O objetivo deste estudo foi avaliar o perfil ventilatório, radiológico e clínico dos pacientes submetidos à cirurgia de revascularização do miocárdio em hospital de referência em cardiologia, no sul do País.
MÉTODOS
A pesquisa caracteriza-se por ser um estudo de coorte, prospectivo, longitudinal, composto por indivíduos submetidos à cirurgia eletiva de revascularização do miocárdio com ponte de safena e/ou artéria mamária interna, através da esternotomia mediana, no período de abril de 2006 a fevereiro de 2007, no Instituto de Cardiologia do Rio Grande do Sul/Fundação Universitária de Cardiologia IC-FUC.
Amostra
A pesquisa realizou-se com 108 indivíduos submetidos à cirurgia eletiva de revascularização do miocárdio, com uso de circulação extracorpórea (CEC), operados de segundas a sextas-feiras pelo Sistema Único de Saúde (SUS). Não fizeram parte deste estudo pacientes que realizaram cirurgia de revascularização do miocárdio (CRM) associada à troca e/ou plastia de valva, aneurisma de ventrículo esquerdo, pacientes com CRM prévia e aqueles que, no período pós-operatório, permaneceram na unidade pós-operatória (UPO) no dia da segunda avaliação ou que retornaram para tal unidade, nesse período.

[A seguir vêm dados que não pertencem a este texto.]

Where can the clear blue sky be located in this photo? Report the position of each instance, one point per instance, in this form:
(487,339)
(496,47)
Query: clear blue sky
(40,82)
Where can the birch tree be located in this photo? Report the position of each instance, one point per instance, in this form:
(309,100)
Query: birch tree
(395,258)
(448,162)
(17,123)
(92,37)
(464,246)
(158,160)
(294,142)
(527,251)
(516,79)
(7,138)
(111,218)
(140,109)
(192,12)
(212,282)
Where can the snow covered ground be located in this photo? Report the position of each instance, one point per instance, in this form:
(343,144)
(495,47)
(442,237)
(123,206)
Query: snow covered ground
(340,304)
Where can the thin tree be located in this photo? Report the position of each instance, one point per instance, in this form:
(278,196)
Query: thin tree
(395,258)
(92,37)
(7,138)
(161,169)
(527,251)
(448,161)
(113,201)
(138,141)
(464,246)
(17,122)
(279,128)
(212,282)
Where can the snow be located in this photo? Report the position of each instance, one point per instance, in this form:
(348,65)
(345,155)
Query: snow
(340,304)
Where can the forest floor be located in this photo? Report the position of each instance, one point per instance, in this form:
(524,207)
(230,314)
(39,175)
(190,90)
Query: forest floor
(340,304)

Inicialmente avaliaram-se 123 pacientes. Destes, oito foram a óbito, um realizou CRM sem CEC e os restantes de seis pacientes não completaram todas as etapas e foram considerados como perda do estudo.

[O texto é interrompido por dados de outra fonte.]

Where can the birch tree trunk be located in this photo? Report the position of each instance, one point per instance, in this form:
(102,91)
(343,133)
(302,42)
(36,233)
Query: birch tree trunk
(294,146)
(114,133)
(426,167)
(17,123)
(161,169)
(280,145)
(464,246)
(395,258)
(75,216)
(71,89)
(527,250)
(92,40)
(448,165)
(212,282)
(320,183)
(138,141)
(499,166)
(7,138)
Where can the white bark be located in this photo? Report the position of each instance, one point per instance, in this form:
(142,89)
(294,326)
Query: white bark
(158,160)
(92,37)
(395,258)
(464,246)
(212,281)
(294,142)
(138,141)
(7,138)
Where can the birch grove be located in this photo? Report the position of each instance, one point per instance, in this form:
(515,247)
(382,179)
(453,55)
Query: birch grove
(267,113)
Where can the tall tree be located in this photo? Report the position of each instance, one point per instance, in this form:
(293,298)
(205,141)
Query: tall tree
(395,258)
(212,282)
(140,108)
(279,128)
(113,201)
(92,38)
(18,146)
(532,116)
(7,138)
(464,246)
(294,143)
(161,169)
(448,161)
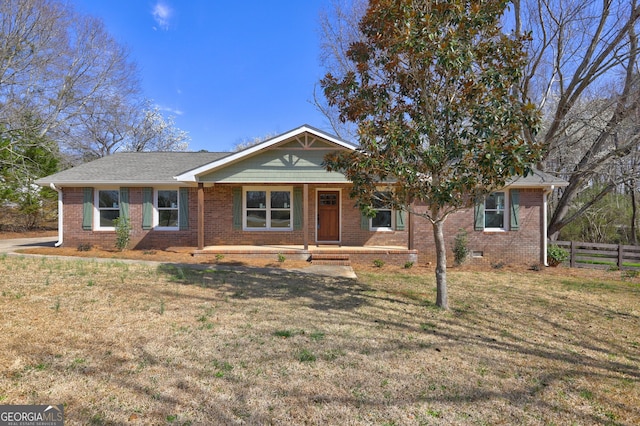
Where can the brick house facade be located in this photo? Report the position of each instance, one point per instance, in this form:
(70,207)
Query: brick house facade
(275,193)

O projeto foi aprovado pelo Comitê de Ética em Pesquisa do IC/FUC. Todos os participantes assinaram o Termo de Consentimento Livre e Esclarecido previamente à entrada no estudo.

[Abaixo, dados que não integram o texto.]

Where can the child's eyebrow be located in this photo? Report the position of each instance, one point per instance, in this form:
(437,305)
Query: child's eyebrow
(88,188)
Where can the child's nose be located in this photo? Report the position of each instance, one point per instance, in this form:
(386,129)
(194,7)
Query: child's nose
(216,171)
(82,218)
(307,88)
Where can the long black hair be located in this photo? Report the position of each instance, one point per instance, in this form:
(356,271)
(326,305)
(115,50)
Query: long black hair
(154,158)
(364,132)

Realizou-se uma avaliação pré-operatória que consistia na coleta de dados de identificação do paciente, informações detalhadas sobre fatores de risco e doenças associadas, tais como: idade avançada, tabagismo, obesidade, presença de pneumopatia, hipertensão arterial sistêmica, diabete mellitus, angina, insuficiência cardíaca e classificação da
New York Heart Association, infarto agudo do miocárdio e acidente vascular cerebral. Também se verificou a avaliação dos volumes e capacidades pulmonares, presença de distúrbio ventilatório por meio da espirometria e força muscular respiratória por meio da manovacuometria. O acompanhamento dos pacientes consistiu em informações das características do procedimento cirúrgico, complicações pulmonares pós-cirúrgicas por meio do serviço de radiologia, avaliação dos volumes e capacidades pulmonares, avaliação do distúrbio ventilatório, avaliação da força muscular ventilatória e evolução clínica do paciente até o momento da alta.
Observaram-se as radiografias obtidas no período pré-operatório, no primeiro e no sexto dia de pós-operatório, conforme laudo radiológico analisado pelo serviço de radiologia. No pré-operatório e no sexto dia pós-operatório, os pacientes realizaram o exame na radiologia na posição sentado; no primeiro dia pós-operatório, o exame na unidade pós-operatória foi na posição de decúbito dorsal, sem a presença do tubo orotraqueal. Identificaram-se complicações radiológicas pulmonares, tais como: áreas desarejadas e/ou consolidação, derrame pleural e pneumotórax.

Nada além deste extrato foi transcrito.